IL CONTROLLO DELLA SCUOLA ITALIANA E L'OBLIO DELLA STORIA

Ce lo spiega Paolo Mieli, mica un estremista "venetista" o "borbonico" qualsiasi. Vi metto un paio di paragrafi del bellissimo articolo. 

Tra la fine della Seconda guerra mondiale e il 1961, quando si celebrò il centenario dell’Unità d’Italia, gli studenti delle scuole secondarie nel nostro Paese raddoppiarono passando da 369 mila a 840 mila e crebbero a dismisura anche le iscrizioni all’università, in particolare alle facoltà di Lettere, le quali offrivano una laurea che avrebbe garantito l’accesso all’insegnamento scolastico.

Purtroppo, però, per ciò che riguarda la storia, quegli studenti furono costretti a frequentare una «scuola dell’oblio». In che senso? Lo spiegano le pagine finali del libro di Alberto De Bernardi e Luigi Ganapini dedicato alla Storia dell’Italia unita pubblicato recentemente da Garzanti. 

Scrivono i due autori che, nell’imbarazzo di approfondire cause, responsabilità e corresponsabilità del regime mussoliniano, «le nuove élites politiche antifasciste sembrarono voler rinunciare a utilizzare l’insegnamento della storia come strumento per costruire legittimazione, consenso, identità collettiva attorno alla Repubblica democratica, come avevano fatto la classe dirigente liberale e quella fascista». 

Di conseguenza andò affermandosi un modo di insegnare la storia assai poco problematico che puntava «piuttosto sull’oblio che sulla presa di coscienza», dove imperavano le «ricostruzioni di comodo del passato».

Questo modo di insegnare la storia all’insegna della rimozione non fu modificato - se non in parte - dopo il 1961 e, anzi, si estese dal ventennio fascista a tutto il racconto di come era stata fatta l’Italia e di quali erano stati i problemi che il nostro Paese aveva dovuto affrontare nei suoi primi decenni di vita. 

Ciò che spiega perché, anche di recente, abbiano avuto grande successo di pubblico non solo libri filo risorgimentali come il convincente Viva l’Italia! di Aldo Cazzullo e il raffinato, divertente "La patria, bene o male" di Carlo Fruttero e Massimo Gramellini (entrambi editi da Mondadori) ma anche - soprattutto - testi come il bestseller Terroni (Piemme) di Pino Aprile e il fortunato Il sangue del Sud (Mondadori) di Giordano Bruno Guerri, volumi impegnati a togliere il velo che ammantava gli aspetti più controversi della conquista dell’Italia meridionale. 

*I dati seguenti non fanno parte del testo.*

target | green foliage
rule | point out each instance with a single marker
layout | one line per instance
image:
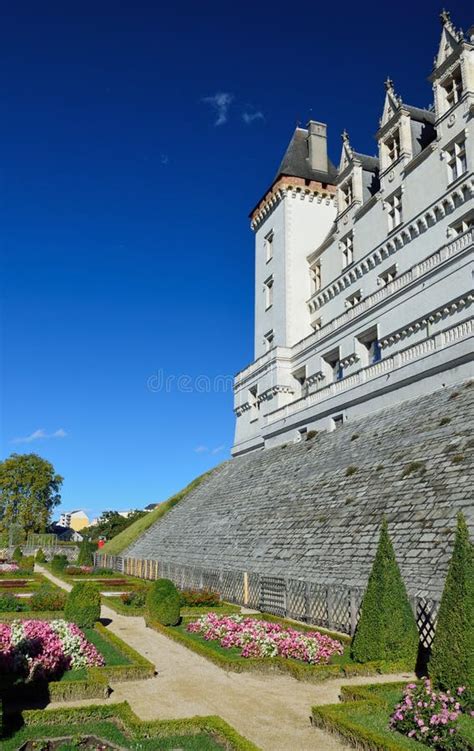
(29, 490)
(86, 553)
(452, 660)
(83, 604)
(163, 602)
(59, 563)
(135, 530)
(10, 604)
(48, 598)
(387, 629)
(110, 524)
(199, 598)
(26, 564)
(136, 598)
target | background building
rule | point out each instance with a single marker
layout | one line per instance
(363, 274)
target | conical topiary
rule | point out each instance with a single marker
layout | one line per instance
(387, 629)
(452, 659)
(83, 605)
(163, 603)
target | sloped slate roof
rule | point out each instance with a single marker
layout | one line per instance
(369, 163)
(295, 163)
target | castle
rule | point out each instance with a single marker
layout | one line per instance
(363, 273)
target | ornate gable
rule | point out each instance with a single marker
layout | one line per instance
(450, 39)
(392, 103)
(347, 154)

Così come altri che facevano la stessa operazione con il complicato rapporto tra il mondo cattolico e quello liberale o la drammatica transizione dal fascismo al postfascismo. Probabilmente è vero che tali testi non aggiungevano informazioni nuove rispetto a quelle già note agli specialisti della materia, ma questi libri di dissacrazione andavano incontro ad un diffuso desiderio dei lettori di saperne di più in merito a questioni che la scuola e l’università avevano e hanno continuato ad in modi assai elusivi.